5.4.2.7 ADDRESS ERROR. An address error exception occurs when the core attempts to
access a word or long-word operand or an instruction at an odd address. The bus cycle is
aborted and the core ceases current processing and begins exception processing. Likewise,
if an address error occurs during the exception processing for an address error (or reset) the
core is halted. A common example of address error generation is when the stack pointer is
pointing at an odd address.
5.4.2 Multiple Exceptions
When multiple exceptions occur simultaneously, they are processed according to a fixed
priority. Table 5-4 lists the exceptions, grouped by characteristics, with group 0 having the
highest priority. Within group 0, reset has the highest priority, followed by an address error.
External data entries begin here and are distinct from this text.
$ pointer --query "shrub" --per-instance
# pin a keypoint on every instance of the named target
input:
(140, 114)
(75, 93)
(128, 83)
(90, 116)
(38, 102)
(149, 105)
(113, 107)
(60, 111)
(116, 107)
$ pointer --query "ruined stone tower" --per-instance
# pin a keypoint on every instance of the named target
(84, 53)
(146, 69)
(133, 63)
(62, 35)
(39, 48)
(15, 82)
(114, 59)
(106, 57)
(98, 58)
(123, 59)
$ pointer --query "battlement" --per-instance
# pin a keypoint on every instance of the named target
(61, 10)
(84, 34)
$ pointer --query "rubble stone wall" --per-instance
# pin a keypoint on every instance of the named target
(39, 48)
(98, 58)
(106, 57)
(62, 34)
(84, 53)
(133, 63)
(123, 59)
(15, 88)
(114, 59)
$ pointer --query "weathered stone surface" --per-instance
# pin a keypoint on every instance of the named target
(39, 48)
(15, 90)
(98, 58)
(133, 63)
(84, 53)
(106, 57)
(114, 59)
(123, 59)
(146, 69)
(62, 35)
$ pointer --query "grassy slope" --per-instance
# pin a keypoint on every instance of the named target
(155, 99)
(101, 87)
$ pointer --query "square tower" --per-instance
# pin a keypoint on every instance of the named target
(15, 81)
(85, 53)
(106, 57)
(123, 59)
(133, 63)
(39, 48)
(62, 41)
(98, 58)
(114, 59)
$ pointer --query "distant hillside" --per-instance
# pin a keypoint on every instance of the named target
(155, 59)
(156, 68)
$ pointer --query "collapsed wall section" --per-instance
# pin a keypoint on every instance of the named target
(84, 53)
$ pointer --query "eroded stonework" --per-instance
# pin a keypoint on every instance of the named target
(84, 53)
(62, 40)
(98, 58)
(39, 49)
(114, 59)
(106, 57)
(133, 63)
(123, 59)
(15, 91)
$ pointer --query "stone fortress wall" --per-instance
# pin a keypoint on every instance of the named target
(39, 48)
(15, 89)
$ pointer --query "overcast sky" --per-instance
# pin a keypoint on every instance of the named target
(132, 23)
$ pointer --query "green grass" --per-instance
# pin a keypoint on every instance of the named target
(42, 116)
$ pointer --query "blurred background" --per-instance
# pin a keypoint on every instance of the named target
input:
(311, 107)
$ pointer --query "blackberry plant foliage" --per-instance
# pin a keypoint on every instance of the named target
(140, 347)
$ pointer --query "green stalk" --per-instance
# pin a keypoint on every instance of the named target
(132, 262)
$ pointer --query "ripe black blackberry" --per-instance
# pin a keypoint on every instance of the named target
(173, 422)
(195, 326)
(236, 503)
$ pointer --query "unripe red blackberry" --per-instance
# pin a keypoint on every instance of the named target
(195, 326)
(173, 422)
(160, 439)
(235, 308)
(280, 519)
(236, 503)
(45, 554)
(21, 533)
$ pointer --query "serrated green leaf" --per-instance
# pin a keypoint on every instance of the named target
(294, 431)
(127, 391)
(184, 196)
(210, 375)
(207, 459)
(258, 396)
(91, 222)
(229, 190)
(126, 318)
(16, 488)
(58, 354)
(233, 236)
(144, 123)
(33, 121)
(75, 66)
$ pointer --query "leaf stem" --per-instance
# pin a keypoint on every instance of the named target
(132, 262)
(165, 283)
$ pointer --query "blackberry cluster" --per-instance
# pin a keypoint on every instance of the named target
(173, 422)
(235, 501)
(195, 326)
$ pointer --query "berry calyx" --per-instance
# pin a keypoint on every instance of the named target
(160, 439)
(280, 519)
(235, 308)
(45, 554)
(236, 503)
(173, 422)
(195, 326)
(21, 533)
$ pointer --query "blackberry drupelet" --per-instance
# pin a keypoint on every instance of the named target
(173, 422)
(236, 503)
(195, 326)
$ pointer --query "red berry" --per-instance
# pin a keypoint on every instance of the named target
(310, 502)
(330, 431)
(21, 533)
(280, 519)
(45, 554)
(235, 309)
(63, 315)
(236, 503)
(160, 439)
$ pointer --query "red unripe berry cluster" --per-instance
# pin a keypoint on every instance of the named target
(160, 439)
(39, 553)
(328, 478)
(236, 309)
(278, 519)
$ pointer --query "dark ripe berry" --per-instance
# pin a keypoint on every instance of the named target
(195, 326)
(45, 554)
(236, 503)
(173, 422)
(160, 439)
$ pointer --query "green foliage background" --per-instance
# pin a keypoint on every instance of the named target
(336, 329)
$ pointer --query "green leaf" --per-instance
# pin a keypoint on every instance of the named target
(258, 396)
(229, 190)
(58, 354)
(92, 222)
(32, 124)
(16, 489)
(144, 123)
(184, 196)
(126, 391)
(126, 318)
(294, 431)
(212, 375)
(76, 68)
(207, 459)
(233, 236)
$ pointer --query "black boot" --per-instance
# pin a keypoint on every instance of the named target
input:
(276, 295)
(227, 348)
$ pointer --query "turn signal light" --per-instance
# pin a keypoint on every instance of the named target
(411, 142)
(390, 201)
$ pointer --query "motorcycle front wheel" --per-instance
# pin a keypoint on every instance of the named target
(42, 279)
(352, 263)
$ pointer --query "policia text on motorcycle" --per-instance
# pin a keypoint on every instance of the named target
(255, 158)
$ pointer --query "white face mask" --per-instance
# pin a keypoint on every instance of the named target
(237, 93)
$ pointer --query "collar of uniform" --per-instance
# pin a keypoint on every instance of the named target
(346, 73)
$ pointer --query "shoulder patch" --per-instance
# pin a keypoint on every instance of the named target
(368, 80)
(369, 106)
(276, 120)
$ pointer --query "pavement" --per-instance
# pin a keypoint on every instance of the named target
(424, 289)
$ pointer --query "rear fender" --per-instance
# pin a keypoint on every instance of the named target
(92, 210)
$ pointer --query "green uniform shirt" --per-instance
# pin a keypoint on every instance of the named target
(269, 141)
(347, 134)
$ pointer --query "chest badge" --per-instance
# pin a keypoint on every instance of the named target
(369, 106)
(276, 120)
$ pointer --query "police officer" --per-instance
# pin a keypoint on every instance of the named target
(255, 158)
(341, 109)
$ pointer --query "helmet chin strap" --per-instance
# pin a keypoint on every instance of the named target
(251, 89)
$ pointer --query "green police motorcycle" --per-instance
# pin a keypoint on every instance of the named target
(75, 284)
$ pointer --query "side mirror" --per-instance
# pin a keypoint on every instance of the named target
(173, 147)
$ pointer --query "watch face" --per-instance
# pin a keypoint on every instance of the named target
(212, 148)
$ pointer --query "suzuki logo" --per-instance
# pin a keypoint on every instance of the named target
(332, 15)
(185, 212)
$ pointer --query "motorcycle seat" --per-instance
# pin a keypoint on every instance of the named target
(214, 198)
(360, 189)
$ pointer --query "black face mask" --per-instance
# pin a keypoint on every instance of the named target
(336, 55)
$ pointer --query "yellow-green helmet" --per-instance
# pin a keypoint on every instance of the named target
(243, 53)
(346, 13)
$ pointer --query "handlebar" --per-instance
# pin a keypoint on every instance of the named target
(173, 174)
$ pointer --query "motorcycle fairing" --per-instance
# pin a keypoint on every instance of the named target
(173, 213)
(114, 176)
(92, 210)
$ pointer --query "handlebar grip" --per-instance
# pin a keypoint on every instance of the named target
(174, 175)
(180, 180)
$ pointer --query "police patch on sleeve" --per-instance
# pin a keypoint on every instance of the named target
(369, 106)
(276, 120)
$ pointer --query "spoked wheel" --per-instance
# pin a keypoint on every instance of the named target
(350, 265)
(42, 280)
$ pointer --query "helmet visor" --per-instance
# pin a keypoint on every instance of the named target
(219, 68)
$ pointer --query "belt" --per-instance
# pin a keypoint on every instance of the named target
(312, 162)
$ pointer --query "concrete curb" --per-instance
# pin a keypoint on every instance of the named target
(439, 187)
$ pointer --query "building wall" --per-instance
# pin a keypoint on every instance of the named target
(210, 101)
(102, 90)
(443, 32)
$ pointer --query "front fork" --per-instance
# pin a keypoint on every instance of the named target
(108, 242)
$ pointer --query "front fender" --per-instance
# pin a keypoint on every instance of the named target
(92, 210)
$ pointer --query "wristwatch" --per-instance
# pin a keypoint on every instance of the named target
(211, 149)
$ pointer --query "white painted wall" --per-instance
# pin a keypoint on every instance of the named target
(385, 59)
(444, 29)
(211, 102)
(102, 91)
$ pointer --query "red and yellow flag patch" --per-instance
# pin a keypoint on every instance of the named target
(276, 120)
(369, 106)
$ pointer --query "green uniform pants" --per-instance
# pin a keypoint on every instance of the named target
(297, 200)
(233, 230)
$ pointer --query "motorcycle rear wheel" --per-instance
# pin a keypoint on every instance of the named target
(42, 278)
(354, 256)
Within group 1, trace has priority over external interrupts, which takes priority over illegal
instruction and privilege violation. Since only one instruction can be executed at a time, no
priority relationship applies within group 2.
The priority relationship between two exceptions determines which one is taken (or taken
first) if the conditions for both arise simultaneously. In another example, if an interrupt event
occurs during the execution of an instruction while the T bit in the internal status register is
asserted, the trace exception has priority and is processed first. However, before instruction
execution resumes, the interrupt exception is processed. As a general rule, the lower the
priority of an exception, the sooner the handler routine for that exception executes. This rule
does not apply to the reset exception. Its handler is executed first (even though it has the
highest priority) because the reset operation clears all other exceptions.
Table 5-4. Exception Grouping and Priority
GROUP
EXCEPTION
PROCESSING
0
Reset and Address Error
Exception Processing Begins Within Two Clock Cycles.
1
Trace, Interrupt, Illegal, and Privilege
Exception Processing Begins Before The Next Instruction.
2
trap, trapv, chk, and div
Exception Processing Is Started By Normal Instruction Execution.